This is the second of twelve biographies of defenders of the security system and indigenous justice system of the state of Guerrero; 12 posts put in the “12 Days in Defense of Our Lives and Freedom” campaign, against the climate of violence that prevails in Guerrero and the soaring use of targeting members with jail time because of the various manifestations of the Community Police. The campaign seeks to raise the voice for those men and women who have been victims of a justice system that on one hand leaves assaults, threats, and killings against activists and human rights defenders go unpunished, and on the other hand is attempting to coercively control the indigenous authorities who are promoting community justice.
Day 2: Ángel García García. First Commander of the House of Justice of Ayutla de los Libres, Regional Coordinator of Community Authorities-Community Police (CRAC-PC).
The legal systems of the indigenous peoples of the state of Guerrero are based on their worldview that integrates their way of social, political, and own cultural organization as having rights; the people and the communities must be respected as a multicultural, pluralistic, and democratic society.
Since before the formation of the National Government, indigenous communities had already had their own system of justice, which survives today in communities as internal regulatory systems; this, of course, does not imply that these systems are immutable or even idealized.
These internal regulatory systems include institutions, principle procedures and guidelines to ensure the safety and justice of the community. The protection of these systems is now recognized as a right of the peoples and communities, in legal instruments such as the 169th Collective Agreement of the International Labor Organization (OIT), and in the United Nations Declaration on the Rights of Indigenous Peoples.
In this framework, experiences such as the CRAC-PC, that amidst the crisis of violence plaguing the country, stands as an alternative in regards to justice and security; governed by the internal regulatory systems of the indigenous peoples.
When talking about indigenous justice, the CRAC is and will remain the national and state model in the field; however, the State’s response has been to criminalize those who have organized, those who have organized to safeguard the integrity and security of their communities and to defend the collective rights of their people.
Such is the case of Ángel García García, 24, a Na Savi indigenous who is from the community of El Paraíso, municipality of Ayutla de los Libres, Guerrero.

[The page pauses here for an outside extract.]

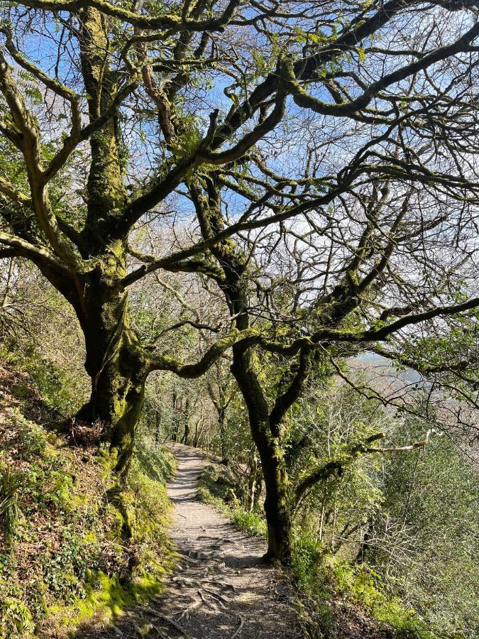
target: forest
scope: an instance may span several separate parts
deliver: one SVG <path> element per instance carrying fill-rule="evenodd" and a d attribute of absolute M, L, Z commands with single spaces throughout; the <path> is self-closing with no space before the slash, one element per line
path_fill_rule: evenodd
<path fill-rule="evenodd" d="M 0 639 L 479 637 L 479 4 L 0 0 Z"/>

Ángel, the sixth of 10 brothers and sisters, is married and has a little boy who is three years old. He completed his basic education up until high school. Excited about furthering his studies and achieving his goal of becoming a teacher, Ángel sought out through various opportunities to be able to straighten out his studies. In 2006, he crossed the border and worked in the neighboring country in a vineyard and from 2009 to 2010; was the instructor of the National Committee for Educational Development (CONAFE) in the community of Tlacotepec, municipality of Eleodoro Castillo. Thus in 2011 he returned to Ayutla and enrolled in the National Pedagogic University (UPN); however, could not complete his studies due to a lack of economic resources, even when, at the same time, was working in a bakery in the capital of the municipality.
Faced with the difficulties of being able to support himself, he returned to his community in late 2011. Unfortunantely, his economic situation isn’t any better; Ángel doesn’t have his own land, so he has to share the lands that his father works on for the whole family.

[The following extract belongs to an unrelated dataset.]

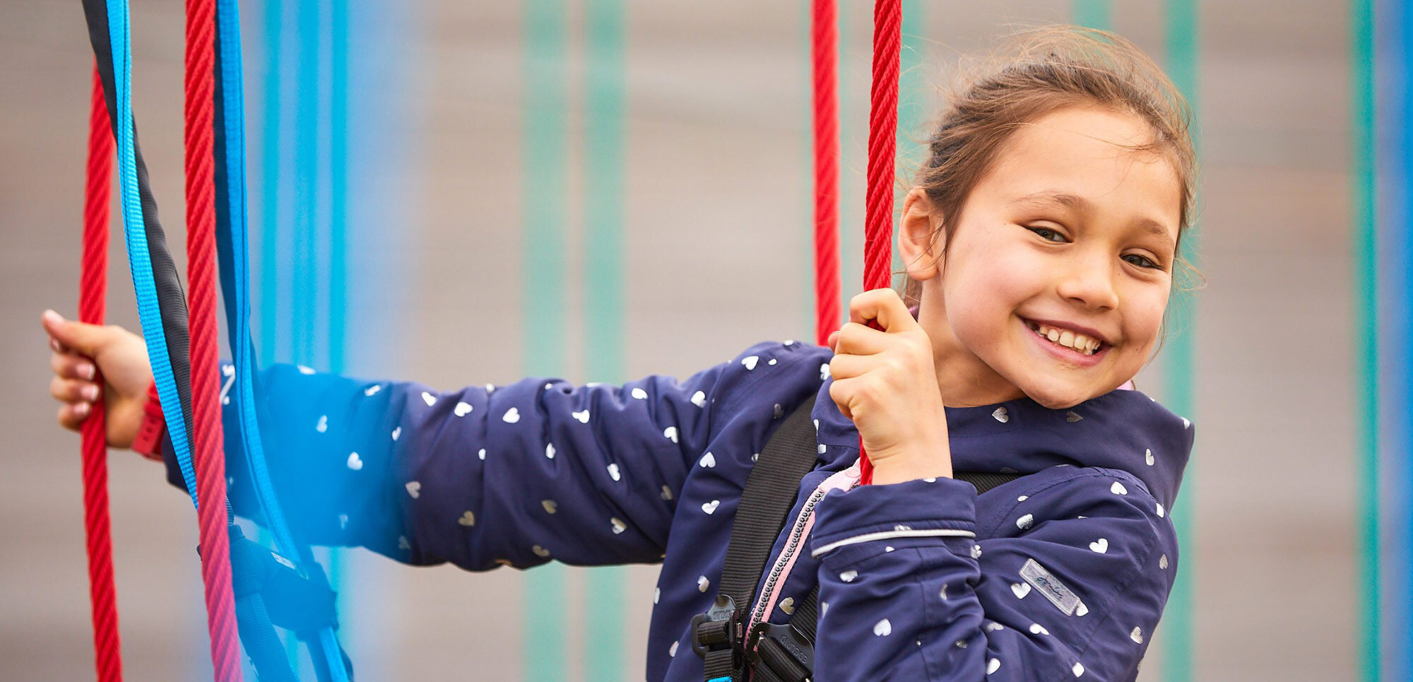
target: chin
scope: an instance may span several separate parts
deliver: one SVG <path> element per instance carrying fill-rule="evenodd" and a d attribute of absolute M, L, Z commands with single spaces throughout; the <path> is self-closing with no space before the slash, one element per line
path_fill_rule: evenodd
<path fill-rule="evenodd" d="M 1046 385 L 1044 382 L 1017 382 L 1019 388 L 1031 400 L 1050 408 L 1053 410 L 1063 410 L 1074 408 L 1091 398 L 1108 393 L 1108 391 L 1084 389 L 1080 386 L 1064 386 L 1064 385 Z"/>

From the moment that he returned, Ángel joined community jobs. Within a few months, he was appointed as Secretary of the Municipal Commissioner, and because of his dedication to the service, in 2012, he was appointed as Commander of the Community Police.
Ángel was arrested during the operations of August 21 in the community of El Paraíso, municipality of Ayutla de los Libres, during which 12 other members of the Community Police of the House of Justice of El Paraíso were also arrested. He finds himself deprived of freedom in the prison of Acapulco, accused of kidnapping, in the criminal case 191/2013 to be heard in the 4th Court of First Criminal Instance of the Judicial District of Tabares (Juzgado 4º de Primera Instancia del Ramo Penal del Distrito Judicial de Tabares), located in Acapulco, Guerrero.

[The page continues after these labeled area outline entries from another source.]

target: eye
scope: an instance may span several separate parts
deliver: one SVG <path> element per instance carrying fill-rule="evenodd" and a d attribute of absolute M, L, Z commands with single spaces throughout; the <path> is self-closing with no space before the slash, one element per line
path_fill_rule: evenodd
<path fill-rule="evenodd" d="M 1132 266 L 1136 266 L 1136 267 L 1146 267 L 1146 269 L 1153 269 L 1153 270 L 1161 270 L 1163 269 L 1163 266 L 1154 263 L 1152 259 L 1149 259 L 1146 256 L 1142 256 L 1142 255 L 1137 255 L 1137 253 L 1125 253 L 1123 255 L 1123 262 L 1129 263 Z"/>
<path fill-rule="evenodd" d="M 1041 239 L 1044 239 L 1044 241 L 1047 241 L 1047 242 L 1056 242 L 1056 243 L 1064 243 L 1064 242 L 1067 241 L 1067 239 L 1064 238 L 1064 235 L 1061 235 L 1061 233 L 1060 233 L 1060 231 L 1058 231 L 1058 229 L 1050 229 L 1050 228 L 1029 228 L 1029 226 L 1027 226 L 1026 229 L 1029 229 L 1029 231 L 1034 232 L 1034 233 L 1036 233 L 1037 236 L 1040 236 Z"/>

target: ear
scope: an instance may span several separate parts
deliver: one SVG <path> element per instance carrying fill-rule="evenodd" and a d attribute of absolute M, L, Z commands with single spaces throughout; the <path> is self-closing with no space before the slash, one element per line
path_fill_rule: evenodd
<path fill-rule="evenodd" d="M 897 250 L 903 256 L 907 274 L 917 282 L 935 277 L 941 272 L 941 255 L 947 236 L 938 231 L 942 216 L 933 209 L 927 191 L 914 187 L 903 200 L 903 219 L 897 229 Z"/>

Arturo Campos (R) taken on August 27 when the army broke up a manifestation in the municipality of Cruz Grande Photo: Javier Verdín |
Like many other indigenous peoples of the region, Ángel has dedicated much of his life in promoting and defending the rights of the indigenous peoples in order to preserve and maintain their own normative systems. In contrast, the state governs from the perspective of the Penal Code and intends to coercively control the community justice creating further conflict and polarization, as shown by the arrest of the activist and Director of the House of Justice of El Paraíso, Arturo Campos Herrera, who was arrested on December 1st, after the end of the presentation of the campaign “12 Days in Defense of Our Lives and Freedom” (12 Días por la Defensa de Nuestra Vida y Nuestra Libertad).